The regime’s authoritarian intentions were also recognised by the Commonwealth’s senior Parliamentary Staff Advisor, Sir Michael Davies. After conducting a detailed study of Guyana’s system of government, he observed that, “meetings of the Assembly are entirely at the whim of the Executive.” His report entitled, Needs Assessment of the Guyana National Assembly, was a stinging indictment of the PPP’s autocratic behaviour. The report noted that the Assembly’s budget and staffing were entirely controlled by the PPP. It was observed that the work of parliamentary committees, “is subject to frustration by the Executive.” Sir Michael’s report criticised the convention of allowing the executive to schedule meetings. The practice of submitting Order Papers to the Office of the President was also denounced. He said that the President, “can and does strike out motions which the Office does not like.” Numerous other informed authorities have also come to similar conclusions including the UNDP. Its report – ‘Assessment of Committees System of Guyana’s National Assembly’ – states that it was, “high-time that Guyana’s political culture reflects the ideal of power-sharing.” Clearly, the PPP regime knew of its shortcomings, but ignored every opportunity to change course.
In 2011, when Guyanese gave an electoral majority to the combined opposition parties, the PPP could have heeded the wake-up call and adopted an inclusionary approach to governance. Instead, we know that the ruling clique dug in their heels. On June 13, 2013, President Ramotar further hardened the regime’s dictatorial stance by declaring that he would not support any bill piloted by the opposition. On August 2, 2013, at the PPP’s Congress in Port Mourant, the President made his views clear. Incredibly, he said that the National Assembly was a, “wound on the body politic of our nation…that is festering and reopening…” Evidently, his party was just waiting for a chance to get rid of the “wound,” and did so through prorogation.
The President said that his decision to prorogue was intended to facilitate dialogue.

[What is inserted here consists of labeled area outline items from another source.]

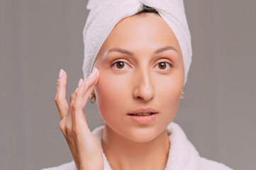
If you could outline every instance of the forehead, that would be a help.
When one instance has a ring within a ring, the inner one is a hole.
[[[161,16],[155,13],[136,15],[121,20],[103,44],[105,50],[118,47],[155,49],[165,45],[172,45],[180,51],[172,29]]]

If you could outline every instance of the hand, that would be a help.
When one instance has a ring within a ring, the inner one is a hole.
[[[67,74],[60,72],[57,94],[55,99],[60,113],[60,129],[71,150],[77,169],[104,169],[100,147],[88,128],[83,110],[88,98],[97,84],[99,72],[84,81],[80,79],[79,87],[71,95],[69,106],[66,100]],[[62,75],[61,75],[62,74]]]

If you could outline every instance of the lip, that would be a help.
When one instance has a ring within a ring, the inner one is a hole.
[[[152,108],[140,108],[130,113],[128,113],[128,114],[145,113],[149,113],[149,112],[154,113],[158,113],[157,110],[155,110],[155,109],[153,109]]]
[[[134,122],[141,124],[146,125],[152,122],[158,115],[158,113],[154,113],[151,115],[128,115],[128,116]]]
[[[151,115],[133,115],[130,114],[153,113]],[[153,121],[157,116],[158,112],[152,108],[140,108],[127,114],[133,121],[141,124],[146,125]]]

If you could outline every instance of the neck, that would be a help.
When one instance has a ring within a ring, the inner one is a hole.
[[[104,126],[102,148],[113,169],[165,169],[170,147],[167,129],[150,142],[138,142]]]

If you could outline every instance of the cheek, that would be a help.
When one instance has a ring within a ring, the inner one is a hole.
[[[127,76],[113,75],[105,72],[101,74],[95,86],[95,94],[99,111],[106,120],[116,118],[118,112],[123,110],[123,105],[130,92],[130,81]],[[115,115],[115,117],[112,115]]]
[[[162,113],[166,114],[167,122],[172,120],[177,112],[183,88],[182,79],[179,74],[172,74],[168,78],[159,79],[156,85],[156,101]]]

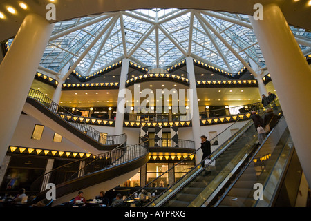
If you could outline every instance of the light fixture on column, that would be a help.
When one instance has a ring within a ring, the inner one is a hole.
[[[8,8],[6,8],[6,9],[11,14],[15,14],[16,13],[16,10],[15,10],[15,9],[13,7],[8,6]]]
[[[23,2],[19,2],[19,6],[23,8],[23,9],[27,9],[27,5],[26,3],[24,3]]]

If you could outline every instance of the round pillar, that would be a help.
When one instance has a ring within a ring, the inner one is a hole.
[[[249,16],[278,93],[303,172],[311,186],[311,70],[280,8],[263,7],[263,19]]]
[[[54,25],[28,15],[0,65],[0,164],[13,136]]]

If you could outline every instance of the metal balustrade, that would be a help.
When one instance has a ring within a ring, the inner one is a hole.
[[[117,135],[105,135],[84,122],[77,123],[75,122],[71,122],[69,119],[73,119],[73,117],[76,117],[77,116],[54,102],[39,90],[30,89],[28,97],[37,100],[50,111],[65,119],[68,124],[103,145],[123,144],[126,142],[127,137],[125,133]],[[70,116],[71,117],[67,117],[68,116]]]
[[[36,179],[30,186],[33,193],[44,191],[48,183],[57,186],[111,167],[131,162],[148,154],[149,149],[140,143],[91,155],[57,167]]]
[[[146,142],[149,147],[176,147],[194,149],[194,141],[173,138],[149,138]]]

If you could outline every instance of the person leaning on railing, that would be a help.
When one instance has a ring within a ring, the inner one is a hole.
[[[203,155],[202,156],[202,160],[203,160],[205,158],[208,157],[211,153],[211,142],[207,140],[207,137],[205,135],[201,136],[201,149],[203,152]],[[202,167],[205,166],[205,162],[202,161],[201,162]]]

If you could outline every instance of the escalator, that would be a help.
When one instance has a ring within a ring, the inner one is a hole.
[[[40,91],[30,89],[23,112],[63,137],[94,155],[126,146],[126,135],[104,135],[92,126],[80,121],[62,106]]]
[[[277,198],[277,193],[281,186],[286,166],[294,151],[294,146],[286,122],[282,118],[266,139],[265,142],[249,159],[247,165],[237,174],[236,177],[228,186],[224,189],[224,193],[218,196],[216,200],[209,206],[214,207],[273,206],[272,203]],[[298,177],[299,180],[300,178]],[[291,182],[293,182],[294,180]]]
[[[275,174],[283,171],[285,160],[288,160],[286,157],[293,148],[288,128],[285,119],[281,117],[261,145],[257,143],[257,132],[252,122],[238,133],[240,135],[228,141],[223,151],[218,149],[211,155],[215,166],[209,163],[202,168],[199,164],[147,206],[263,206],[265,200],[254,200],[255,184],[263,186],[266,201],[272,198],[271,191],[276,191],[273,182],[281,177],[279,175],[276,177]],[[278,159],[279,164],[276,166]],[[265,161],[265,165],[263,161]],[[260,162],[261,165],[258,166]],[[269,182],[267,177],[272,174],[274,177]]]
[[[275,113],[281,114],[278,101],[272,103],[270,107],[274,108]],[[261,116],[265,113],[260,106],[256,106],[253,110],[260,110],[258,114]],[[143,206],[201,206],[218,196],[218,193],[223,191],[223,186],[235,177],[235,174],[247,163],[259,146],[258,133],[252,119],[248,120],[238,131],[231,135],[232,131],[236,131],[237,124],[240,123],[238,120],[236,121],[210,140],[211,144],[216,141],[222,144],[209,156],[211,160],[211,162],[204,168],[199,163],[158,196],[151,199],[149,198],[149,202],[145,203]],[[190,154],[188,157],[193,157],[198,151],[200,149]],[[183,161],[176,164],[134,194],[138,195],[140,192],[146,193],[145,191],[151,187],[153,183],[167,175],[170,170],[174,169],[175,166]],[[213,162],[215,162],[214,166],[212,165]],[[130,196],[117,206],[129,206],[129,202],[132,200],[133,197]]]
[[[275,113],[279,106],[272,104]],[[263,115],[264,111],[259,115]],[[272,132],[273,133],[273,132]],[[180,179],[161,195],[147,204],[151,207],[207,206],[223,192],[224,188],[249,161],[259,147],[252,121],[214,151],[207,165],[200,164]],[[215,163],[212,166],[212,163]]]

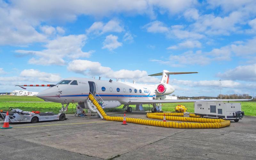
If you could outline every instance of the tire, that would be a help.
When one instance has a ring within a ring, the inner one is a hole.
[[[127,112],[131,112],[132,111],[132,108],[131,107],[129,107],[127,109]]]
[[[31,123],[36,123],[38,122],[38,118],[36,117],[34,117],[31,119]]]
[[[155,108],[155,109],[154,109],[154,108],[152,108],[152,109],[151,109],[151,112],[152,113],[156,113],[156,112],[157,112],[157,110],[156,110],[156,108]]]
[[[61,114],[60,115],[60,120],[62,121],[65,120],[66,118],[66,116],[65,114]]]

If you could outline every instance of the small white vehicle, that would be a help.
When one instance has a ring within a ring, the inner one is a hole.
[[[9,109],[9,122],[30,122],[35,123],[37,122],[53,120],[64,120],[66,119],[65,113],[54,114],[52,112],[36,113],[24,111],[18,108]],[[4,120],[6,113],[0,113],[0,119]]]
[[[196,102],[194,104],[196,115],[205,118],[234,120],[237,122],[244,115],[239,103]]]

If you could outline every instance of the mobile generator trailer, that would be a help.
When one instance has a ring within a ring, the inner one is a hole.
[[[196,115],[205,118],[234,120],[237,122],[244,115],[239,103],[197,102],[194,104]]]

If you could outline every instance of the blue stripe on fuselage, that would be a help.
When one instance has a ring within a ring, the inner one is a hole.
[[[99,96],[99,95],[100,95]],[[96,95],[96,97],[153,97],[155,95],[104,95],[99,94],[99,95]],[[89,95],[60,95],[60,97],[88,97]]]

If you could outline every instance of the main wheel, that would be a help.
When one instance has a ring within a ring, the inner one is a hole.
[[[132,108],[131,107],[129,107],[127,108],[127,112],[131,112],[132,111]]]
[[[154,107],[152,108],[152,109],[151,109],[151,112],[152,113],[156,113],[156,112],[157,112],[157,110],[156,110],[156,109],[155,108],[154,109]]]
[[[65,115],[65,114],[61,114],[60,116],[60,121],[64,120],[66,118],[66,116]]]
[[[36,123],[38,122],[38,118],[36,117],[34,117],[31,119],[31,123]]]

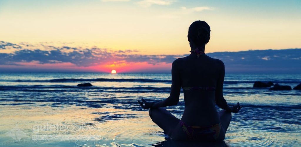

Editor, could he have given a more absurd reason? Clearly, he intended to hold on to power against the will of the Guyanese majority, by precluding debate on the opposition’s no-confidence motion. The President’s action also served to frustrate scrutiny of the PPP’s financial improprieties, and forestall the sanctioning of the Attorney General following the revelation of the contents of a damning recording. Frighteningly, Professor Clive Thomas, in a recent presentation at the National Library, characterised the tape as, “an excursion into state terrorism.”
Guyanese must take note of the evidence: the current PPP has harboured the intention of establishing a dictatorship in Guyana for a long time. Jagan’s PPP may have been a workers’ party, but the Jagdeo/Ramotar PPP is a different beast altogether. Given the evidence, Guyanese should not expect the dictators to simply announce a date for elections; going to the polls would be the ultimate risk for them. One may also consider that the ruling clique would do anything to prevent an audit of the books and an evaluation of their performance; too much may come to light. Pro-democracy leaders may therefore be well advised to put aside lingering differences. They may wish to consider that their first battle may not be a partisan effort to win elections. Rather, they may need to unite to lead Guyanese in a fight for an election itself. Guyanese may have been complacent; we may have taken too much for granted, and ignored the advance of the PPP’s creeping dictatorship. Let us not also take for granted the inevitability of elections. We cannot reasonably expect the clique to change course in the absence of pressure. Supporters of pro-democracy parties must therefore forge alliances across party lines and impress upon leaders the need to confront the PPP as a united force. Prorogation may have been a wake-up call, we may ignore it at our own peril.